Hello again!
Yes, I've been MIA. Yes, I've neglected my poor blog. I'm hoping to be back now though.
In the meantime, I have a letter to write. The person that this is to will know it's them when and if they read it. If not, it will be here and let you know how I've been doing.
So...here goes...
Dear You,
You came into my life at a time when I wanted nothing to do with a relationship, or even friendship. You stayed with me every day, even though I said I didn't want this. You wormed your way into my life. That was my mistake. I actually let you in. And for that, I'm sorry. But, everything else is on you. The jobs you didn't keep, the things you blamed on me that you didn't do. Staying up all night playing your video game, when I tried (very hard I might add) to get you to go and take care of some business. Business that you finally took care of after I left you, and yes, I LEFT YOU!!!
It's been almost a year since we parted ways. That year (from what I hear) has been way easier on you than it was on me. See, I put everything into this relationship. I thought you loved me, even though you swore up and down you never did. I allowed you to get into my life, and that's on me. So, yes, this year has been hard on me. But, do you want to know what I've discovered?
I've discovered that I can go on. I've discovered that I am worthy. I've discovered that I can do a lot of things on my own, even if it's very very hard. I DECIDED to finally go to Austin. And that was the best choice I ever made. It may be tough, hell, life is tough. I may be lonely, but at least I'm lonely and not being exploited anymore. It took me the better part of six months to finally get my medications straightened out because you were overdosing me on all my medicines. Without you, my finances are actually better. I'm able to at least save a little money and have some extra throughout the month.
I've discovered that people actually like my art and want to buy it. I've discovered that I am worthy. I am worthy of love and respect, two things that you never gave me. I've discovered that I am self reliant. I make my own choices, and I do not need anyone to be with me when I eat at a restaurant or spend a night out. I am perfectly capable of doing this stuff on my own.
I have made friends. I have made not friends. I have worked hard to get to where I am, by myself. You see, when I met you, I had a plan, and you gave me a detour from that plan. I don't blame you for that because I know that it was what was supposed to happen. I do blame you for lying to me. I do blame you for hurting me, just because you could. I do blame you for making me choose my own independence or having you do everything for me.

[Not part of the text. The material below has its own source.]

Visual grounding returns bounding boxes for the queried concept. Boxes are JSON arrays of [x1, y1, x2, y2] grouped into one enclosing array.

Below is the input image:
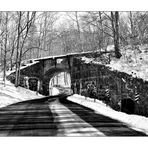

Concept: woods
[[1, 11, 148, 87]]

You got angry with me when I told you about the appointment I had for housing that was made the DAY I LEFT....correct me if I'm wrong, but didn't you ask me to leave? That appointment was made almost exactly one hour before we broke up. Why didn't I tell you about it? Would it have changed your mind? Would you have stayed and continue to use me? See, this is why I think you got so angry at me for not telling you about that appointment...because it was what we were working on. And, Yes, when I got stuck in Temple, i did cancel the appointment...again....you have no say in this because you had already decided you didn't want to be with me any more.
Continued, January 18, 2026...
You see, I'm doing something with my life. I'm actually doing things. Yes, I would love to talk to you, and I'm grown up enough to actually be friends. What about you? I hear your girlfriend is pregnant. I'm sincerely happy for you. I know the general area where you live and I wonder how you got a place there with TWO evictions on your credit. Again, it doesn't matter to me because I am working on my life.

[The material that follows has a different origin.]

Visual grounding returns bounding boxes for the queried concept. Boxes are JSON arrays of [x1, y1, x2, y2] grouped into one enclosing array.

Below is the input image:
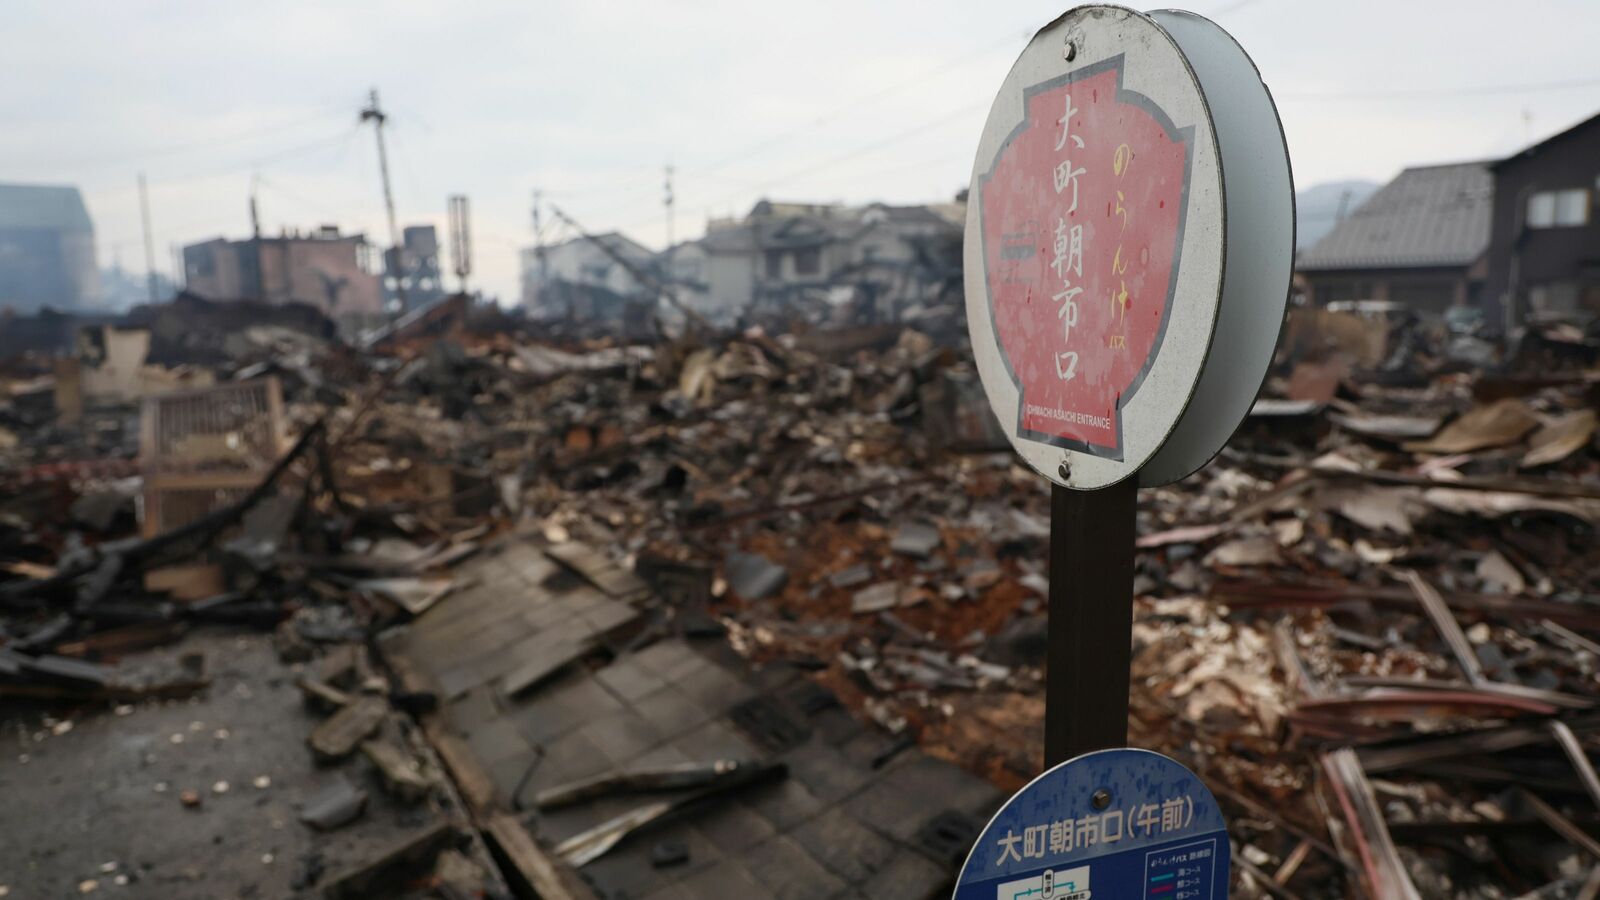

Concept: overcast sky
[[4, 0, 1598, 305]]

I have already had some great accomplishments. I've collaborated with a company here to provide some of my artwork for them. I'm in one of the fundraising videos for Art From The Streets this year. I've started my own social media. Yes, this is what I never expected. I expected to be driving for Uber and Lyft again, but your jealousy cut that out. I expected to already be in my apartment, but again....that takes time. I finally got time and I'm making the best of it.

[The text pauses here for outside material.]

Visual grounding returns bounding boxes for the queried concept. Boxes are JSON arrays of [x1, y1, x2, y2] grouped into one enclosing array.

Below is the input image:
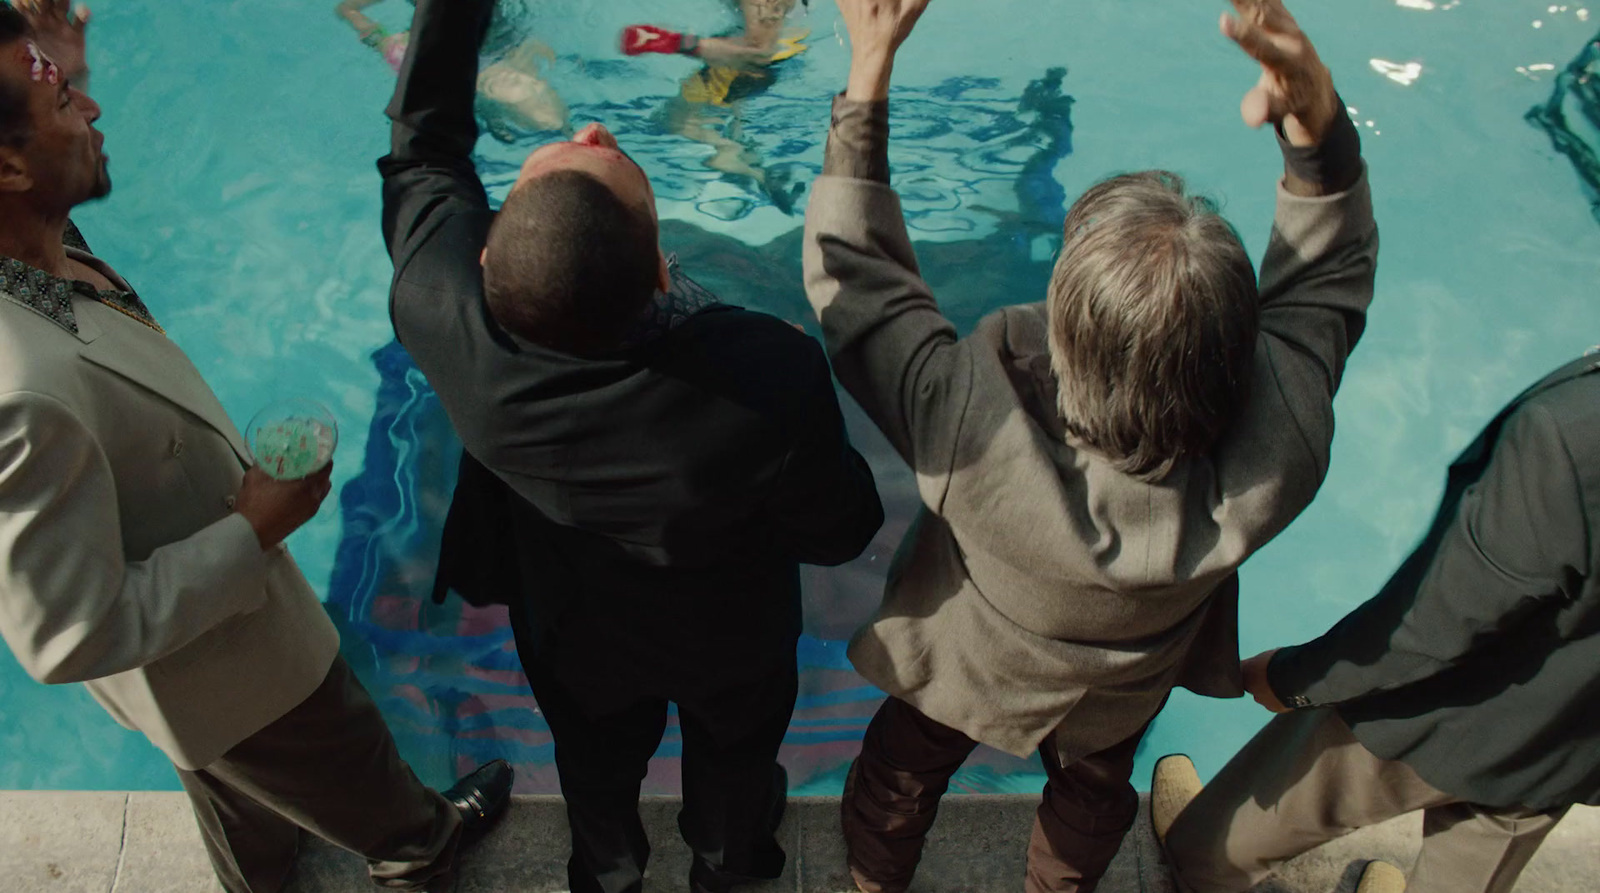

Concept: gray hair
[[1047, 171, 1260, 482]]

I realized something today...Yes, there are people that know me. There are people that worry about me if I'm not around for a while. So, while you're going on with your life, SO AM I. And, I'm doing so much better by myself. Anyway, congratulations on the baby.
Yes, I miss you. Yes, there are moments every day when I think of you. But, it hurts a little less and one day I may look back on our time together and smile.